Britain’s Labour Party claims ‘seismic’ win in Scottish vote

By Alistair Smout

LONDON (Reuters) – Britain’s opposition Labour Party won a bigger-than-expected victory in an election for a parliamentary seat in Scotland on Friday, raising expectations they can unseat Scottish nationalists and go on to win a UK-wide vote expected next year.

Labour is leading Prime Minister Rishi Sunak’s Conservative Party in national opinion polls, but will likely need to regain much of the ground lost to the Scottish National Party in Scotland over the last decade if it is to return to government in Westminster after a 13-year absence.

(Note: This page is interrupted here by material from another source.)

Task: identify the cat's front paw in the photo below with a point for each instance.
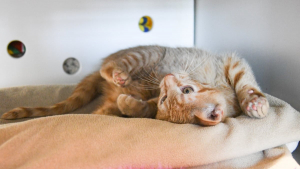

“This is a seismic result. People in Rutherglen and Hamilton West have sent a clear message – it is time for change. And it is clear they believe that this changed Labour Party can deliver it,” Labour leader Keir Starmer said in a statement.

The by-election for an area on the outskirts of Glasgow was called after lawmaker Margaret Ferrier was stripped of her seat in London’s parliament for breaking COVID-19 rules.

Labour candidate Michael Shanks received 17,845 votes, beating the second-placed SNP candidate Katy Loudon, who got 8,399 votes, and marking a swing to Labour from the SNP of 20%.

John Curtice, Britain’s most prominent pollster, said it was a “remarkable result” for the Labour party, which comes on the eve of its annual conference next week.

“By-elections swings on this scale are the kind of swings that, historically at least, oppositions have secured when they’re going to go on to win the next general election,” he told BBC Radio.

“If Keir Starmer can start winning seats in Scotland his chances of getting an overall majority and avoiding a hung parliament increase quite significantly.”

Ferrier was one of a wave of SNP politicians who swept Labour from its one-time Scottish stronghold in 2015.

She tested positive for COVID in September 2020 after speaking in Britain’s House of Commons. Instead of isolating as was mandatory at the time, she took a train more than 400 miles back to Scotland.

Ferrier was suspended from her party and had since been sitting as an independent before she was removed by a petition of her constituents in August.

SNP leader Humza Yousaf said it was a “disappointing night”, adding that the “circumstances of this by-election were always very difficult for us” in reference to Ferrier’s conduct.

Labour will hope the result marks the start of a political comeback in Scotland.

It lost all but one of its Scottish seats in 2015 to the SNP as the nationalists retained support of pro-independence voters in the aftermath of a 2014 referendum where Scots voted to stay part of the United Kingdom by 55% to 45%.

After Labour retook Rutherglen and Hamilton West with an improved showing in Scotland in 2017, the party again lost all but one Scottish seat in 2019. The SNP had won the Rutherglen and Hamilton West seat with a majority of 5,230 in 2019.

Polls show Labour could draw level with the SNP or even win the most seats in Scotland for the first time since 2010 after the resignation of long-time SNP leader Nicola Sturgeon and a police probe into the party’s finances.